Good afternoon all,
I am building a function that takes a string as input, removes any unnatural combining diacritic characters from the string, and returns the modified string as input.
An unnatural combining diacritic sequence is a sequence of unicode code points that when combined, produces output that does not belong to any language under the sun (ancient scripts/languages are considered natural languages).
For example, given the String input:
"aaà̴̵̶̷̸̡̢̧̨̛̖̗̘̙̜̝̞̟̠̣̤̥̦̩̪̫̬̭̮̯̯̰̱̲̳̹̺̻̼͇͈͉͍͎́̂̃̄̅̆̇̈̉̊̋̌̍̎̏̐̑̒̓̔̽̾̿̀́͂̓̈́͆͊͋͌̕̚͠͡ͅaa" //code points 0061 0061 0061 0300 0301 0302 0303 0304 0305 0306 0307 0308 0309 030a 030b 030c 030d 030e 030f 0310 0311 0312 0313 0314 0315 0316 0317 0318 0319 031a 031b 031c 031d 031e 031f 0320 0321 0322 0323 0324 0325 0326 0327 0328 0329 032a 032b 032c 032d 032e 032f 032f 0330 0331 0332 0333 0334 0335 0336 0337 0338 0339 033a 033b 033c 033d 033e 033f 0340 0341 0342 0343 0344 0345 0346 0347 0348 0349 034a 034b 034c 034d 034e 0360 0361 0061 0061
, the function should return the result aaàaa (code points 0061 0061 0061 0300 0061 0061),
Since à́ (code points 0061 0300 0301) isn’t a character in any natural language. In other words:
assert F("aaà̴̵̶̷̸̡̢̧̨̛̖̗̘̙̜̝̞̟̠̣̤̥̦̩̪̫̬̭̮̯̯̰̱̲̳̹̺̻̼͇͈͉͍͎́̂̃̄̅̆̇̈̉̊̋̌̍̎̏̐̑̒̓̔̽̾̿̀́͂̓̈́͆͊͋͌̕̚͠͡ͅaa").equals("aaàaa");
Or for source code saved using latin charsets:
assert F("\u0061\u0061\u0061\u0300\u0301\u0302\u0303\u0304\u0305\u0306\u0307\u0308\u0309\u030a\u030b\u030c\u030d\u030e\u030f\u0310\u0311\u0312\u0313\u0314\u0315\u0316\u0317\u0318\u0319\u031a\u031b\u031c\u031d\u031e\u031f\u0320\u0321\u0322\u0323\u0324\u0325\u0326\u0327\u0328\u0329\u032a\u032b\u032c\u032d\u032e\u032f\u032f\u0330\u0331\u0332\u0333\u0334\u0335\u0336\u0337\u0338\u0339\u033a\u033b\u033c\u033d\u033e\u033f\u0340\u0341\u0342\u0343\u0344\u0345\u0346\u0347\u0348\u0349\u034a\u034b\u034c\u034d\u034e\u0360\u0361\u0061\u0061").equals("\u0061\u0061\u0061\u0300\u0061\u0061");
How do we go about determining if a sequence of characters or a sequence of unicode code points are natural ?

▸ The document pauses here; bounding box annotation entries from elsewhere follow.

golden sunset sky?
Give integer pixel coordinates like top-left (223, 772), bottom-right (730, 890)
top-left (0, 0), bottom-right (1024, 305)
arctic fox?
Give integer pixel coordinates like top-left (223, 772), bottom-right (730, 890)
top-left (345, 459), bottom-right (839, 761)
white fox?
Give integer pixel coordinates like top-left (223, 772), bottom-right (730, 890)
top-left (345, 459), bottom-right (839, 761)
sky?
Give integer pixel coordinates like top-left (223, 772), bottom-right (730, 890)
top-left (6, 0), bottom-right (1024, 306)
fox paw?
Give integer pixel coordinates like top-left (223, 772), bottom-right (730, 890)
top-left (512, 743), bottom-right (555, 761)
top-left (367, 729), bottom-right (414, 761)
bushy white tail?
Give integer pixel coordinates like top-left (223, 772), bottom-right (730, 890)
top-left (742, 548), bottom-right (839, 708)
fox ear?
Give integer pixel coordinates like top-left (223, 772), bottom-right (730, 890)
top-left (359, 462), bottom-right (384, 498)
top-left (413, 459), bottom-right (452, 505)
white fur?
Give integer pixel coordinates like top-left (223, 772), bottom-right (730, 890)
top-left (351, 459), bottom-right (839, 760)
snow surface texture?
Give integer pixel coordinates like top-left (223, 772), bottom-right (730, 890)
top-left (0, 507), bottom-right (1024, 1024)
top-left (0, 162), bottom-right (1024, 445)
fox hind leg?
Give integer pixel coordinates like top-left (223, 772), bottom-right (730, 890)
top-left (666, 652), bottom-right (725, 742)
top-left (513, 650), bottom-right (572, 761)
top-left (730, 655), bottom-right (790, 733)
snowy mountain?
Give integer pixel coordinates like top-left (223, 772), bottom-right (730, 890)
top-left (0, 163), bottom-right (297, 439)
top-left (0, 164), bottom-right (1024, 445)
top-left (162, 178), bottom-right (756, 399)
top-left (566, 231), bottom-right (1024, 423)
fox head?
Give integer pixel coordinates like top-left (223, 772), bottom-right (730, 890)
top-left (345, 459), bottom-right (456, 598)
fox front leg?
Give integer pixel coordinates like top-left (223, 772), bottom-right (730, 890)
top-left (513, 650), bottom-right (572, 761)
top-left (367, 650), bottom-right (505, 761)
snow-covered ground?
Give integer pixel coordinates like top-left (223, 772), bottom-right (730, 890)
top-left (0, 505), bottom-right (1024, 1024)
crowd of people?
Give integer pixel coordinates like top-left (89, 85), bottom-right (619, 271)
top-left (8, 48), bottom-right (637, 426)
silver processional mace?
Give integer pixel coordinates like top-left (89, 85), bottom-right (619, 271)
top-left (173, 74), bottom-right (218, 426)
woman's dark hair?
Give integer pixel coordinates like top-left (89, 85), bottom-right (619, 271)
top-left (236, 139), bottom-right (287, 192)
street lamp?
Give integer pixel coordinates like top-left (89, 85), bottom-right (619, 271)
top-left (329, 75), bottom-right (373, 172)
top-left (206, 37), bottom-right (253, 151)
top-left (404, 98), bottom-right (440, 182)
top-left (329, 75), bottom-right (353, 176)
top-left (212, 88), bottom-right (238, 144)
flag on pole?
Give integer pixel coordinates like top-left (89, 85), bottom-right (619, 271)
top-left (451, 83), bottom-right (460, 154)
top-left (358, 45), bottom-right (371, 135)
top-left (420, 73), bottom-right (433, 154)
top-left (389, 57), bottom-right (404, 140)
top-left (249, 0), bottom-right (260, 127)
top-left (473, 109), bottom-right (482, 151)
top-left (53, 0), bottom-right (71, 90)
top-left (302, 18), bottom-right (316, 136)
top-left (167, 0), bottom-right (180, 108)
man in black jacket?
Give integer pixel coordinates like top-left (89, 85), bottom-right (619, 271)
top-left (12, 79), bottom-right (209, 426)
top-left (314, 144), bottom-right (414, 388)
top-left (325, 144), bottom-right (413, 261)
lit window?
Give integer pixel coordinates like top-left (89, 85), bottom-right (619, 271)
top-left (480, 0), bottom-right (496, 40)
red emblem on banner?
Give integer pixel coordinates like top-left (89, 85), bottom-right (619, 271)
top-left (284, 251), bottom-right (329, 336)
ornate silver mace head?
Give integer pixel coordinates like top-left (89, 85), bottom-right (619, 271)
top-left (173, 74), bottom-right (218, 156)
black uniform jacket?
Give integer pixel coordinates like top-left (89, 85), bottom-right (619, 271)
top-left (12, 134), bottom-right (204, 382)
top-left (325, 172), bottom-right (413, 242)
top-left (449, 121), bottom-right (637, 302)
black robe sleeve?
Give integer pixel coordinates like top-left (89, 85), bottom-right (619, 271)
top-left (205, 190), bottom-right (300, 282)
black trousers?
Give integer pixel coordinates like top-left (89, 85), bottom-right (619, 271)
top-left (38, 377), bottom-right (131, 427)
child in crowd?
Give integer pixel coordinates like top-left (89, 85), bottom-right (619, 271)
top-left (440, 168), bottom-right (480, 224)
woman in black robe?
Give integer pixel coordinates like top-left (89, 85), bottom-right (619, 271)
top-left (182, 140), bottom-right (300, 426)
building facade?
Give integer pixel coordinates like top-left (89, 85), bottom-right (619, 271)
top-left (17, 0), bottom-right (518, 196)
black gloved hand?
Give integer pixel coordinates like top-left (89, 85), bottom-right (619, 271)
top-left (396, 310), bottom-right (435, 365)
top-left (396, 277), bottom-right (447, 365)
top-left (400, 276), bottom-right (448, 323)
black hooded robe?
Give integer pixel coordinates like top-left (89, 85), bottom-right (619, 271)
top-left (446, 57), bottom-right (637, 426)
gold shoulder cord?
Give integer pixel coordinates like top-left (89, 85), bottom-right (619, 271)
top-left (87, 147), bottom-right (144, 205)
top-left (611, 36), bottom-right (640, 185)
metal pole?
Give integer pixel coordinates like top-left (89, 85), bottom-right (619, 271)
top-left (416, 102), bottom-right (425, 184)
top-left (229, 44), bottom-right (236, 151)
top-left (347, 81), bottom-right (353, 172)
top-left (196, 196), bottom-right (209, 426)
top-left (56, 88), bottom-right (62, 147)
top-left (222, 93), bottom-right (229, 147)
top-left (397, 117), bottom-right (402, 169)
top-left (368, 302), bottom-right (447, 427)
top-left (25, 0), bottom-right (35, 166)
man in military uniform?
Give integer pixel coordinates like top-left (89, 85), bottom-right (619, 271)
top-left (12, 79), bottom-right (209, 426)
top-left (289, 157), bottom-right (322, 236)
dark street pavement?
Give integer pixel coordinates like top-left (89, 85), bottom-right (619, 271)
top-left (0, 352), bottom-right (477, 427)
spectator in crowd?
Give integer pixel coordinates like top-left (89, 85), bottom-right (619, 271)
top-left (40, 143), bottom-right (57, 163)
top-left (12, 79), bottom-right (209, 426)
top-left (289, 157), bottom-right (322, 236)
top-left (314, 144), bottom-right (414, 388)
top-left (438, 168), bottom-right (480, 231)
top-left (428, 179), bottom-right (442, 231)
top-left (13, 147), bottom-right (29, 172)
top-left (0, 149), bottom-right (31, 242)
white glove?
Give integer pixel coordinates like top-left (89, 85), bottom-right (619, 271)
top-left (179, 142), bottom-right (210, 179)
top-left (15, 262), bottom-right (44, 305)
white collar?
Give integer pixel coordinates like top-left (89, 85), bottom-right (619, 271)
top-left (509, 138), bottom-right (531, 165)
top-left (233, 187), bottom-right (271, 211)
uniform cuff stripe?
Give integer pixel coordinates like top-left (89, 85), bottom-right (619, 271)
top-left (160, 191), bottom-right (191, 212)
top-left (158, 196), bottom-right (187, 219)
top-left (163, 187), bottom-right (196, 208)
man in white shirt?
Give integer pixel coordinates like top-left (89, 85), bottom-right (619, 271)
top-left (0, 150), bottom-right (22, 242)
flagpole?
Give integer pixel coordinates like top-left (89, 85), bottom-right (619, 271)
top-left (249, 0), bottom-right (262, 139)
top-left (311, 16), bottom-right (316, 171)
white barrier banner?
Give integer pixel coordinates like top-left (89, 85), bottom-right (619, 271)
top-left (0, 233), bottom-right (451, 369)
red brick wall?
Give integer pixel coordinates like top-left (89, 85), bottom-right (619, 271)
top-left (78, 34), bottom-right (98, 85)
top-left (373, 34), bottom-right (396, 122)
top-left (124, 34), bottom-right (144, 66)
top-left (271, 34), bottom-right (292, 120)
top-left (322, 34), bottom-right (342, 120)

Or rather, is there a limit to how many combining diacritic characters a character belonging to a natural language will use?
Unicode 6.0:
There is unlikely to be enough information in the Unicode data to do this algorithmically.
There are some rules for canonical composition/decomposition that you could use to determine if a sequence is a “natural” sequence. For example, mapping U+0065 U+0301 to U+00E9 (é.) But this won’t work for every case.
Beyond that, I’m not sure what you could do without using some form of validation table built by experts or generated from some corpus of language data.